04.23.19
Sonoco reported financial results for its first quarter ending March 31, 2019.
Net sales for the first quarter were $1.35 billion, an increase of $47.5 million, or 3.6%, from last year’s first quarter. The improvement reflects sales added by acquisitions and higher selling prices. Foreign exchange rate declines negatively impacted first quarter sales by approximately $38 million.
Gross profit was $270.1 million in the first quarter, an increase of $19.5 million or 7.8%, compared with $250.6 million in the same period in 2018. Gross profit as a percentage of sales was 20%, compared with 19.2% in the same period in 2018.
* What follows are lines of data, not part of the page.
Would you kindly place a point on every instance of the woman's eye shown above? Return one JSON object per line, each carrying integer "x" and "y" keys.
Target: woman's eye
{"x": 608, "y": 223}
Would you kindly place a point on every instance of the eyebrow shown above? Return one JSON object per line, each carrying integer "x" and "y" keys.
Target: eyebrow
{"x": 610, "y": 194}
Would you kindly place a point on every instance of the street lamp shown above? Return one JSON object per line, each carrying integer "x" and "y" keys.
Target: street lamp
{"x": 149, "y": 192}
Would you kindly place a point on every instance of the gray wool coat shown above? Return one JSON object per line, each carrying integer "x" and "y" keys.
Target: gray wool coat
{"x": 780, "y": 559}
Cash flow from operations was $92.3 million in the first three months of 2019, compared with $119.8 million in 2018. Free cash flow was $9.5 million, compared with $44.9 million in the first quarter of 2018.
First-quarter 2019 GAAP earnings per diluted share were $0.73, compared with $0.73 in 2018. Base net income attributable to Sonoco (base earnings) for first quarter 2019 was $0.85 per diluted share, compared with $0.74 in 2018.
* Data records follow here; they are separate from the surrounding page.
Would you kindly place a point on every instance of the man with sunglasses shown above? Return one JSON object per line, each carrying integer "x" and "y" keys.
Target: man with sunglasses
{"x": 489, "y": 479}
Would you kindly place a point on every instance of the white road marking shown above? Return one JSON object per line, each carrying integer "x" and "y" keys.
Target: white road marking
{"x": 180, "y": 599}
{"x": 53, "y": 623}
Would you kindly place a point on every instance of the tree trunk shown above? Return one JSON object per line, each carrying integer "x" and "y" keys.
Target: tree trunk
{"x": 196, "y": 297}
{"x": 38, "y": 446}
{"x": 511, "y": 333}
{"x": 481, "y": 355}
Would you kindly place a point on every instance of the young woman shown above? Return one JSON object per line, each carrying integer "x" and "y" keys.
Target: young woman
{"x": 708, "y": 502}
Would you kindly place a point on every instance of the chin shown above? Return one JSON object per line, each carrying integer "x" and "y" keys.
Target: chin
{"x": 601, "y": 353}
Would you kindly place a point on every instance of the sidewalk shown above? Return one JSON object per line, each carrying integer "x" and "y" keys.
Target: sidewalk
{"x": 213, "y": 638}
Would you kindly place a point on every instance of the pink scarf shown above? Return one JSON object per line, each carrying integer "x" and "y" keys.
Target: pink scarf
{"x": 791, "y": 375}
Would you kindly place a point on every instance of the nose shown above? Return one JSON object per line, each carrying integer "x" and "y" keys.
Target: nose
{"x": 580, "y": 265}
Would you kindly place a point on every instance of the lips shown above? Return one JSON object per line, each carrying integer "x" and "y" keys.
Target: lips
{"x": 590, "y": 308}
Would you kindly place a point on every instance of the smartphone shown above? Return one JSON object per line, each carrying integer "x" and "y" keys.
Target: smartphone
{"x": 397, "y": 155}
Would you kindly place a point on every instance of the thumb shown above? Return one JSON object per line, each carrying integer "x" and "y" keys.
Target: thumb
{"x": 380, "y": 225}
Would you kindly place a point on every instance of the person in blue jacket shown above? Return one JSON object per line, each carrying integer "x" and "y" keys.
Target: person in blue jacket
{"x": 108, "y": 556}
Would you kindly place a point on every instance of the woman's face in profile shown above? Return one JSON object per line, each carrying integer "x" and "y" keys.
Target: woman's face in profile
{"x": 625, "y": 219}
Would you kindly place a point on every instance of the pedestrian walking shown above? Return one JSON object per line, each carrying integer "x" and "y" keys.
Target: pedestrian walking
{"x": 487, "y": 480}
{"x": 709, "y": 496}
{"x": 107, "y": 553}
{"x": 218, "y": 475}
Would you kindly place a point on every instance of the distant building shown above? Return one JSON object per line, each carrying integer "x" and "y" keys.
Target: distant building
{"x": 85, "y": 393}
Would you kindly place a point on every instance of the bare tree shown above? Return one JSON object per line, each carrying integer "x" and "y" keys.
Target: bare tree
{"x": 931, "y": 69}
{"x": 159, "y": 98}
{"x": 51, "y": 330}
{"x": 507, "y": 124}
Base earnings for the second quarter of 2019 are estimated to be in the range of $.93 to $.99 per diluted share, compared to $.93 per diluted share in the second quarter of 2018. Full-year 2019 base earnings guidance is raised to $3.52 to $3.62 per diluted share, reflecting the better-than-expected first-quarter results. The company previously issued full-year guidance of $3.47 to $3.57.
Full-year 2019 operating cash flow and free cash flow guidance are unchanged at a range of $600 million to $620 million and $225 million to $245 million, respectively.
“Sonoco produced solid first-quarter results, which exceeded the high end of our earnings guidance, as our diverse mix of businesses successfully navigated through what can best be described as sluggish global economic conditions,” said Rob Tiede, president and CEO. “Net sales grew by 3.6%, while GAAP net income attributable to Sonoco was essentially flat, both compared to last year’s first quarter. Base net income gained 15.8% over the prior-year period as a result of earnings from acquisitions, a positive price/cost relationship, improvements in productivity, and a lower effective tax rate, which were only partially offset by modestly lower volume/mix, and the negative impact from foreign exchange translation. GAAP gross profit margin improved by 70 basis points and GAAP operating profit increased 6.2% over the prior year’s quarter, while base operating profit increased 13%.
“We were extremely pleased that each of our business segments recorded year-over-year improvement in operating earnings during the first quarter,” Tiede added. “Our Consumer Packaging segment reported slightly improved operating results in the first quarter while operating margin declined 19 basis points compared to last year’s period. However, these results were significantly better than the disappointing 2018 fourth-quarter results, as sequentially margins improved by 291 basis points. Our Paper and Industrial Converted Products segment continued to drive strong results, with operating margin improving 112 basis points compared to last year’s first quarter. In addition, the turnaround in our Display and Packaging segment continued, with operating margin expanding 348 basis points over the prior year period, and our Protective Solutions business operating results improved slightly and operating margin expanded by 45 basis points.”
As of March 31, 2019, total debt was approximately $1.41 billion, compared with $1.39 billion as of Dec. 31, 2018, and the company had a total-debt-to-total-capital ratio of 43.9% at end of the first quarter, unchanged from year-end 2018.
“We’re off to a solid start to 2019, and we remain optimistic that we have the initiatives in place to achieve our targets for profitable growth, improved operating margins and strong free cash flow,” Tiede said. “That said, we must also be realistic about the balance of the year as global economic conditions showed some weakness to start the year, and the uncertainty of tariffs, trade disputes and regional policy concerns are still hanging over business and consumer confidence.”